Lecture 7: Mixed Effects Models
Announcements
- Lec 7 and 8 swapped.
- Should make lab easier to do.
- Should align better with DSCI 553.
Agenda
- Discussion/recap: Proportional odds and proportional hazards compared with lm and glm’s
- Baseball Case Study: Fit two lm’s: pooled and separate.
- Discussion: mixed effects models
- Re-writing the model function based on individuals.
- Introduce the idea behind random effects.
- Baseball Case Study: Fit a LME model.
Worksheet: html; .Rmd
Lecture Learning Objectives
- Identify the model assumptions in a linear mixed effects model.
- Associate a term (or combination of terms) in a mixed effects model with the following quantities:
- Fixed effect estimates
- Variances and correlations of the random effects
- Regression coefficients for each group, and for the population
- Predictions on existing groups and a new group
- Fit a linear mixed effects model in R, and extract estimates of the above quantities.
- Identify the consequences of fitting a (fixed effects) linear regression model when there are groups, whether a slope parameter is pooled or fit separately per group.
- Explain the difference between the distributional assumption on the random effects, and the sampling distribution of the fixed effects estimates.
Resources
Concepts
- A linear mixed effects (LME) model is used when iid data are collected within groups. The model is a linear regression model, where some of the regression coefficients are taken to be group-specific, where each group’s coefficients are assumed to come from a joint Normal distribution with some mean and a generic covariance matrix.
- The fixed effects in an LME model are the regression coefficients (if fixed) and the expected value of the regression coefficients (if random).

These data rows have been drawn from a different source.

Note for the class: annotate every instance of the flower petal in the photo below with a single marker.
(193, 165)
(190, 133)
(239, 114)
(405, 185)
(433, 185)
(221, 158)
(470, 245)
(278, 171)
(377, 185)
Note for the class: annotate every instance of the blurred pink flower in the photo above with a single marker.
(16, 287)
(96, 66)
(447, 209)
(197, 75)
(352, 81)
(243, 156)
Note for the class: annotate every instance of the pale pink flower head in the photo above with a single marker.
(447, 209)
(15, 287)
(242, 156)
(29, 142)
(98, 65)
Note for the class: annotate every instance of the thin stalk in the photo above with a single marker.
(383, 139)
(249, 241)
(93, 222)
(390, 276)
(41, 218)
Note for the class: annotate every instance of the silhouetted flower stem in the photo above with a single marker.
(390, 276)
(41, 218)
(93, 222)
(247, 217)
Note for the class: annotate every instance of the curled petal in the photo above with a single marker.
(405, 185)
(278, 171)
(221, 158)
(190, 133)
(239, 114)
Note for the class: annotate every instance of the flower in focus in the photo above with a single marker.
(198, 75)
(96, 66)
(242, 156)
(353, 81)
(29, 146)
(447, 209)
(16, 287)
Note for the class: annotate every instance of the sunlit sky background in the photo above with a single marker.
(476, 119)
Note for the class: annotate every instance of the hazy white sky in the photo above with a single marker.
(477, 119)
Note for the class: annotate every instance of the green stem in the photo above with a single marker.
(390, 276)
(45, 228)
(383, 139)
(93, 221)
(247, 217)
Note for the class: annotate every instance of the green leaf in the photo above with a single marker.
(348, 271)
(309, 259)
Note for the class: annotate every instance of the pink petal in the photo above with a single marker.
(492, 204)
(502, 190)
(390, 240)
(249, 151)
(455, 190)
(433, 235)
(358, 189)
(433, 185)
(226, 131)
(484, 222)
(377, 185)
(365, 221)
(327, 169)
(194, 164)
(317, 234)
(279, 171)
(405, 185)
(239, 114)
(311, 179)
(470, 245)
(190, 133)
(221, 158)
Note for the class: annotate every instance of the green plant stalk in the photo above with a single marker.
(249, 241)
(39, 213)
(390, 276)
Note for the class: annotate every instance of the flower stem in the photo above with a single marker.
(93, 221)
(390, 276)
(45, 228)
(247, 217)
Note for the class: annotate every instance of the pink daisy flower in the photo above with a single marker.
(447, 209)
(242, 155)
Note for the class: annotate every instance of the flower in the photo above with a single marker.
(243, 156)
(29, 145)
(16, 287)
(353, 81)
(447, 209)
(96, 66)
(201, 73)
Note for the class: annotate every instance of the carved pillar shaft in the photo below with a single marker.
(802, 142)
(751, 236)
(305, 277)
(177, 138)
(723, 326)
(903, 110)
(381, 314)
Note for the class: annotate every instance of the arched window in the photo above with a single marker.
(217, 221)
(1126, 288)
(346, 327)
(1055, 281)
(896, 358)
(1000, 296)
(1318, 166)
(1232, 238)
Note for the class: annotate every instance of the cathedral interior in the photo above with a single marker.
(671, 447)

- The random effects in an LME model are the random regression coefficients minus their means / fixed effects.
- To predict on an existing group (using a mean prediction), we find that group’s regression coefficients (and therefore model function) by summing the fixed effects and (if present) the random effects, then use that model function to make predictions.
- To predict on a new group (using a mean prediction), we use the fixed effects as the regression coefficients (because the random effects have mean zero), and use that model function to make predictions.
- If each group has different (true) regression coefficients, then:
- fitting a (fixed effects) linear regression model with common regression coefficients across groups does not account for the dependence/correlation contained in the data (induced by the grouping), therefore the reported SE of the regression coefficients will be smaller than they should be.
- fitting a (fixed effects) linear regression model with separate regression coefficients across groups results in SE’s (of regression coefficients) that are larger than they could be if we were to borrow information across groups (as mixed effects models do). This is because this is akin to fitting separate regressions on each group, which alone has far less data than the pooled dataset.
- While the random effects are assumed to follow a joint Normal distribution, this is different from the sampling distribution of the estimates of the fixed effects.
- The former distribution explains the spread of regression coefficients, and does not change when we collect more data (we just get a better estimate of this distribution);
- The latter distribution explains the uncertainty in the estimates, and gets narrower as we collect more data.